With the purported correlation (very loosely speaking)
between these physiological effects and the EM disturbances, could the latter
be a physical cause of the former? That question isn’t addressed, presumably
because even if one can establish a casual relationship between the two, the
question would still remain: what was the initiating cause of the EM
disturbance to begin with? Which is always the question with SWR phenomena:
aside from the all-important question as to whether what’s being claimed to have
occurred actually did occur, that is: aside from whether the reports we’re
constantly getting are veridical—and this is the point at which most of
us jump off the train and remain incredulous—there always remains the question
of why this phenomenon at that time, under those circumstances?
As Dr. Knuth pointed out to me very succinctly: there’s plenty of ambiguity
here (what exactly was the timing and exact character of the allegedly strange
phenomena?), but ambiguities don’t equate to anomalies. We have to keep
that distinction in mind. It is the crucial distinction as we try to think
through what’s being said—or what’s being suggested, on film—about what’s actually
going on at the Ranch. (We’ll see a case of this distinction being ignored in a
moment.)
Now, it does not follow that there is, consequently, no there
there; all that follows from the set-up the SWR team has in place is that
there’s no good reason to take any of it seriously. If they want to (a) operate
as a media entertainment group hosting and bankrolling scientific research, and
(b) prevent anyone from talking about what’s going on that isn’t approved by said
media group, and (c) disallow independent verification or confirmation, then we
on the outside can say: bullshit; you ain’t got nothing until (a) through (c) is
eliminated. We’re all entitled to take that position.
To wrap up this frustrating waltz through the presentation of
what could very well turn out to be nothing but more dissimulation from an
otherwise honest-seeming guy, let’s take the final two cases as examples of precisely
what we’ve been complaining about: the “lightning” videos Bard presents to the
awed audience, and the strangely distorted live-feed from somewhere in the
Command Center/Living complex. (Oh, there was a sound thing too which Bard, just
before these final two videos, presented to us; a hum that became a kind of deafening
roar of some ambiguous sort—to which members of the audience started claiming
physiological effects in response!)
When the video is slowed down, something—yet another
ambiguity that is presented as an “anomaly”—happens to the crooked blade of lightning:
it isn’t exactly continuous, as you’d expect it to be. It appears that it’s a broken
streak, with the break itself (at about 5/6ths the way up the streak) oddly
haloed by what appeared to me (little old me) to be a small cloud or vaporous
formation of some indistinct kind. Bard gets the audience to focus on that
break; it’s anomalous, right!? Lightning doesn’t just have breaks in it,
right?! Lightning streaks are smooth and continuous, right!? Well, hell if I
know the answer to that question—and thus once again the absurd proposition
seems to be that, to a roomful of non-experts (there are atmospheric physicists
who study this stuff!), which by the way includes both Taylor and Bard
himself (for neither I am sure can claim expertise in the phenomenon of lighting,
even if Bard has some level of degree in “plasma physics”), we’re supposed to
concluded by mere visual inspection that we have an anomaly. Hell no. We have
something that, to the non-expert and untrained eyes of everyone there, must
be considered ambiguous before it’s anomalous. Doing one’s due diligence
would suggest that one submits the videographic evidence to those who know,
and with that checked out, then report on the results of this—even if it’s a
mere preliminary analysis—to the audience, not to stand up there and wow the
audience with what is in all likelihood going to turn out to be what UAPx science
team member Dr. Matt Szydagis (also in attendance for two of the four days)

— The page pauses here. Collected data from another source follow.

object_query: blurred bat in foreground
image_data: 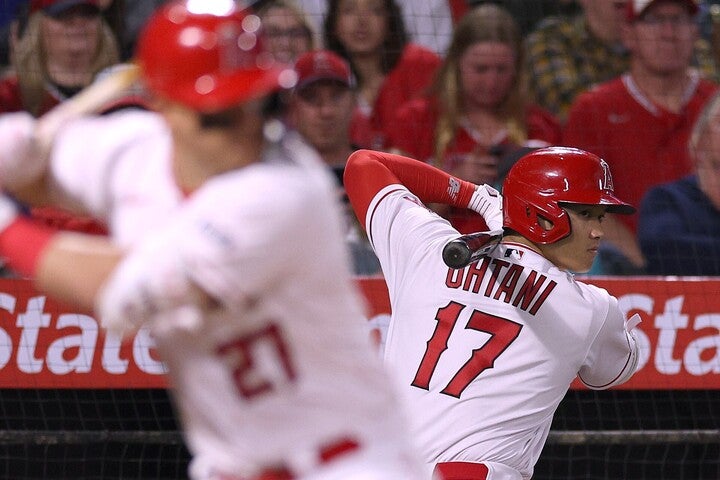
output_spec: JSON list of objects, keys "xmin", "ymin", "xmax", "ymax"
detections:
[{"xmin": 33, "ymin": 63, "xmax": 141, "ymax": 157}]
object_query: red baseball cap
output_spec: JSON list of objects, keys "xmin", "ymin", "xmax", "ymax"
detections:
[
  {"xmin": 626, "ymin": 0, "xmax": 699, "ymax": 22},
  {"xmin": 30, "ymin": 0, "xmax": 100, "ymax": 16},
  {"xmin": 294, "ymin": 50, "xmax": 354, "ymax": 91}
]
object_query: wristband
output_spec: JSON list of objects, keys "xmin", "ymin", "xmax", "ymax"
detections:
[{"xmin": 0, "ymin": 210, "xmax": 56, "ymax": 278}]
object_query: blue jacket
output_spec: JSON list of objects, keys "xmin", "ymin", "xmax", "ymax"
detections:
[{"xmin": 638, "ymin": 175, "xmax": 720, "ymax": 275}]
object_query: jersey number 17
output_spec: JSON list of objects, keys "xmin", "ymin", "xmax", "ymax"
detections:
[{"xmin": 412, "ymin": 301, "xmax": 523, "ymax": 398}]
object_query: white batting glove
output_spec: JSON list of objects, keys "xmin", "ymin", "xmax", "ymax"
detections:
[
  {"xmin": 0, "ymin": 112, "xmax": 46, "ymax": 188},
  {"xmin": 467, "ymin": 184, "xmax": 503, "ymax": 230}
]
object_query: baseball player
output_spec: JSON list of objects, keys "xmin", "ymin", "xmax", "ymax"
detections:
[
  {"xmin": 343, "ymin": 147, "xmax": 641, "ymax": 480},
  {"xmin": 0, "ymin": 2, "xmax": 426, "ymax": 479}
]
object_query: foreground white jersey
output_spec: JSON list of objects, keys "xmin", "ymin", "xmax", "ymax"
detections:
[
  {"xmin": 48, "ymin": 111, "xmax": 425, "ymax": 479},
  {"xmin": 365, "ymin": 185, "xmax": 638, "ymax": 479}
]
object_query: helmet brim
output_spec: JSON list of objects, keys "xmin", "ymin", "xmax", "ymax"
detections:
[{"xmin": 560, "ymin": 196, "xmax": 636, "ymax": 215}]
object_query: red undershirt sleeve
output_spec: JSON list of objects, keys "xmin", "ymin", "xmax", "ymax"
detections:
[
  {"xmin": 0, "ymin": 217, "xmax": 57, "ymax": 278},
  {"xmin": 343, "ymin": 149, "xmax": 476, "ymax": 228}
]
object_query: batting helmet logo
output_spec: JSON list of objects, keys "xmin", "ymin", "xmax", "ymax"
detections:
[{"xmin": 599, "ymin": 158, "xmax": 614, "ymax": 192}]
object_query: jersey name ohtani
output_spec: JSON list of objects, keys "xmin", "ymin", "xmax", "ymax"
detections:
[{"xmin": 444, "ymin": 256, "xmax": 557, "ymax": 315}]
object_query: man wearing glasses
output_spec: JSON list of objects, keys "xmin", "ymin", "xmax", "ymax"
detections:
[{"xmin": 562, "ymin": 0, "xmax": 719, "ymax": 275}]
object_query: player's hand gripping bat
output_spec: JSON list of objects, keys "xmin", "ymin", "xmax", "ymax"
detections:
[
  {"xmin": 33, "ymin": 63, "xmax": 141, "ymax": 158},
  {"xmin": 442, "ymin": 229, "xmax": 503, "ymax": 269}
]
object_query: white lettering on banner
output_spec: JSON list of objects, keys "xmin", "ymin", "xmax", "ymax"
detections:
[
  {"xmin": 685, "ymin": 314, "xmax": 720, "ymax": 376},
  {"xmin": 17, "ymin": 296, "xmax": 51, "ymax": 373},
  {"xmin": 655, "ymin": 296, "xmax": 689, "ymax": 375},
  {"xmin": 0, "ymin": 294, "xmax": 166, "ymax": 377},
  {"xmin": 47, "ymin": 314, "xmax": 98, "ymax": 374},
  {"xmin": 0, "ymin": 292, "xmax": 16, "ymax": 369},
  {"xmin": 617, "ymin": 294, "xmax": 719, "ymax": 376},
  {"xmin": 134, "ymin": 328, "xmax": 166, "ymax": 375},
  {"xmin": 102, "ymin": 331, "xmax": 129, "ymax": 374}
]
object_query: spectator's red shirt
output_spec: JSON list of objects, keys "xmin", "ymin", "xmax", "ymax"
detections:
[
  {"xmin": 350, "ymin": 43, "xmax": 441, "ymax": 150},
  {"xmin": 0, "ymin": 75, "xmax": 60, "ymax": 115},
  {"xmin": 563, "ymin": 73, "xmax": 719, "ymax": 233},
  {"xmin": 389, "ymin": 96, "xmax": 561, "ymax": 164}
]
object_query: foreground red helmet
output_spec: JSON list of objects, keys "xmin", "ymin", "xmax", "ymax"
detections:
[
  {"xmin": 502, "ymin": 147, "xmax": 635, "ymax": 244},
  {"xmin": 136, "ymin": 0, "xmax": 296, "ymax": 112}
]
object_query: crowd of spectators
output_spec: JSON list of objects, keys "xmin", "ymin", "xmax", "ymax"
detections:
[{"xmin": 0, "ymin": 0, "xmax": 718, "ymax": 276}]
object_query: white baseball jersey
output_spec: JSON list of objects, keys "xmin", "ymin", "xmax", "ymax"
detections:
[
  {"xmin": 47, "ymin": 111, "xmax": 426, "ymax": 480},
  {"xmin": 364, "ymin": 185, "xmax": 639, "ymax": 480}
]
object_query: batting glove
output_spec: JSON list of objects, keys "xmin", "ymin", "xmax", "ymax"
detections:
[{"xmin": 467, "ymin": 184, "xmax": 503, "ymax": 230}]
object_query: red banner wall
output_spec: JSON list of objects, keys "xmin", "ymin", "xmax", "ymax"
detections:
[{"xmin": 0, "ymin": 277, "xmax": 718, "ymax": 389}]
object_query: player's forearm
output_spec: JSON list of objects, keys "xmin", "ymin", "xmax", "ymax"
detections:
[
  {"xmin": 344, "ymin": 149, "xmax": 476, "ymax": 220},
  {"xmin": 35, "ymin": 234, "xmax": 123, "ymax": 313}
]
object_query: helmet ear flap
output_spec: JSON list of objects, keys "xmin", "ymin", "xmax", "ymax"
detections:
[
  {"xmin": 521, "ymin": 201, "xmax": 571, "ymax": 244},
  {"xmin": 503, "ymin": 190, "xmax": 570, "ymax": 244}
]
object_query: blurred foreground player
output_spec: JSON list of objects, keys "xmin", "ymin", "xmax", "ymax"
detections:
[
  {"xmin": 344, "ymin": 147, "xmax": 642, "ymax": 479},
  {"xmin": 0, "ymin": 2, "xmax": 426, "ymax": 479}
]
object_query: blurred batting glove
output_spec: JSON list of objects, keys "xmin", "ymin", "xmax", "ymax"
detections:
[
  {"xmin": 0, "ymin": 112, "xmax": 46, "ymax": 188},
  {"xmin": 467, "ymin": 184, "xmax": 503, "ymax": 230}
]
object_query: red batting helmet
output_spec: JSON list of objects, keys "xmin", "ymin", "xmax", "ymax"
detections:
[
  {"xmin": 136, "ymin": 0, "xmax": 297, "ymax": 112},
  {"xmin": 502, "ymin": 147, "xmax": 635, "ymax": 244}
]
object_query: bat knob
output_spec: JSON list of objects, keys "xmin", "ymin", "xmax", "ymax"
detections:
[{"xmin": 442, "ymin": 241, "xmax": 472, "ymax": 269}]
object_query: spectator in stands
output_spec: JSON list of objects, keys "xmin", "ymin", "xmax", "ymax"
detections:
[
  {"xmin": 289, "ymin": 50, "xmax": 356, "ymax": 172},
  {"xmin": 524, "ymin": 0, "xmax": 718, "ymax": 123},
  {"xmin": 288, "ymin": 49, "xmax": 381, "ymax": 275},
  {"xmin": 393, "ymin": 0, "xmax": 459, "ymax": 55},
  {"xmin": 523, "ymin": 0, "xmax": 630, "ymax": 123},
  {"xmin": 257, "ymin": 0, "xmax": 316, "ymax": 65},
  {"xmin": 0, "ymin": 0, "xmax": 25, "ymax": 69},
  {"xmin": 296, "ymin": 0, "xmax": 460, "ymax": 55},
  {"xmin": 638, "ymin": 89, "xmax": 720, "ymax": 275},
  {"xmin": 98, "ymin": 0, "xmax": 170, "ymax": 61},
  {"xmin": 1, "ymin": 0, "xmax": 119, "ymax": 116},
  {"xmin": 563, "ymin": 0, "xmax": 719, "ymax": 273},
  {"xmin": 0, "ymin": 0, "xmax": 117, "ymax": 245},
  {"xmin": 324, "ymin": 0, "xmax": 442, "ymax": 150},
  {"xmin": 468, "ymin": 0, "xmax": 581, "ymax": 35},
  {"xmin": 388, "ymin": 4, "xmax": 561, "ymax": 233},
  {"xmin": 11, "ymin": 63, "xmax": 147, "ymax": 255}
]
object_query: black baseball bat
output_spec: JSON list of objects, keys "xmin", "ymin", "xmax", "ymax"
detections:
[{"xmin": 442, "ymin": 231, "xmax": 503, "ymax": 269}]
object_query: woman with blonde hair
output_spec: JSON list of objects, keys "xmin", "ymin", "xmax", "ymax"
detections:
[
  {"xmin": 0, "ymin": 0, "xmax": 117, "ymax": 238},
  {"xmin": 0, "ymin": 0, "xmax": 119, "ymax": 116},
  {"xmin": 388, "ymin": 3, "xmax": 561, "ymax": 233}
]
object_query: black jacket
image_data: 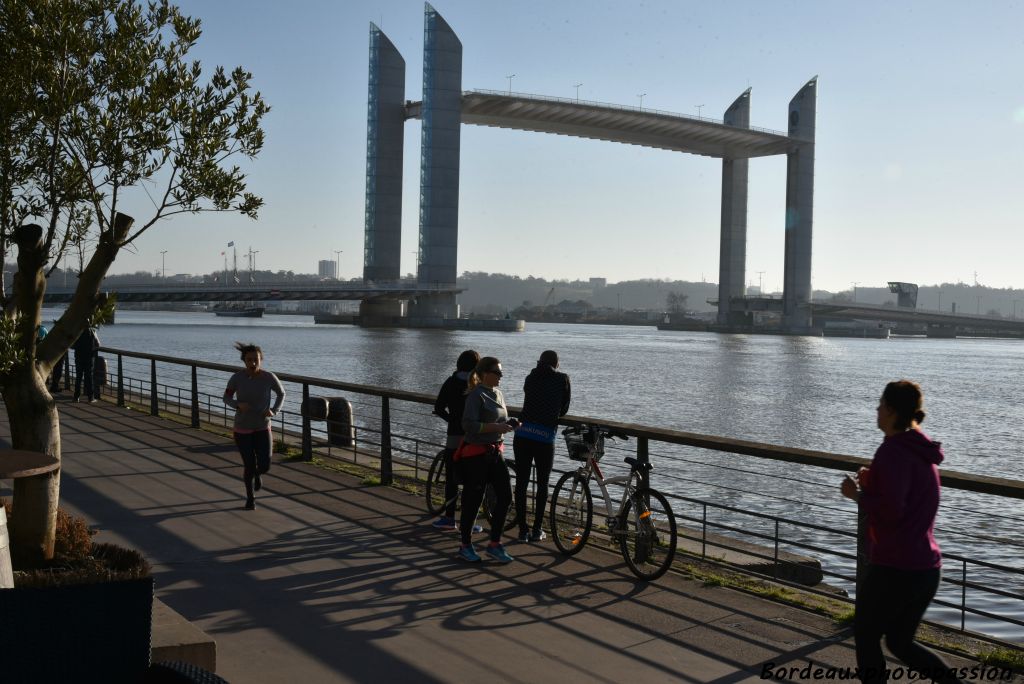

likes to call a “nothing burger”. The point I’m making, of course, is: we just
don’t know what it is we’re looking at. I don’t study lightning, and I’m
sure 99.9% of everyone there doesn’t either, so no one present is qualified to
really comment on such a phenomenon of nature. Sure, it’s seems odd. But
it’s just seeming.
The final act for the lightning enigma was some claim about an
anomalous effect that happened to the sophisticated (gaming) computer purchased
for examining in detail recorded video frames. Bard tells us that, as the storm
system approached, he unplugged the gaming computer, not wanting it to be damaged;
cameras were still of course recording as the storm rolled in. The next day,
Bard says he was examining the footage those cameras recorded (which included
those enigmatically discontinuous lightning streaks and the orby flashy “angels”).
As he’s watching the footage on that computer—which he specifically had unplugged
during the storm, let’s not forget—he thinks “glad I turned it off during the
storm!” and not just a few moments after he thinks this … yes, you guessed it
(Bard actually delivers this aside to the audience!), the computer on which the
recording plays turns suddenly off. Ok, fine. Happens all the time,
right? Well, when he tries turning it on, it “does something in Bios”, as if it’s
attempting to boot, but then immediately powers down. And it keeps up
this pattern, powering up, going into the Bios screen, then powering down and
off. It’s a twenty thousand dollar machine! So, he reaches out to the
laptop man (“Dan”): what’s going on?! He brings it back to the facility where
they built the computer platform itself to have it looked over, and as the lead
tech opens the computer up they discovered that the CPU had melted. Now
we have the puzzle in place: an originally disconnected computer, while playing footage
of an electrical storm and a (seemingly strange-looking) lightning strike, later experiences a malfunction that turns out to be something like what would
have happened had the machine been plugged in and lightning caused a power
surge, which in turn (through known physical processes) caused the CPU to melt.
The reading of this event, spreading rapidly around the room, was, of course, that the lightning had retroactively (and
paranormally) caused the CPU to melt—or else that the mere replay of the footage of the lightning strike precipitated the meltdown. But all we had, again, was an
allegation and a purported correlation: between video viewing, specific video
content viewed, and prior natural phenomenon (precisely of a sort that could
have caused the melting of the CPU had it gotten a surge from a lightning
strike—just like the one that was actually recorded and being viewed when the melting
happened). And it is this phenomenon that makes Taylor think of the weeping
angles in Dr Who, since one of their powers is to be able, like Medusa, to
cause someone to turn to stone—something that could happen even if you caught
sight of them on a computer
or TV monitor! (There is a notion of “quantum locking” that is relevant
here, to be exactly accurate to the science fictional details, but it is something
I have passed over in absolute unknowing silence.) This is classic Skinwalker…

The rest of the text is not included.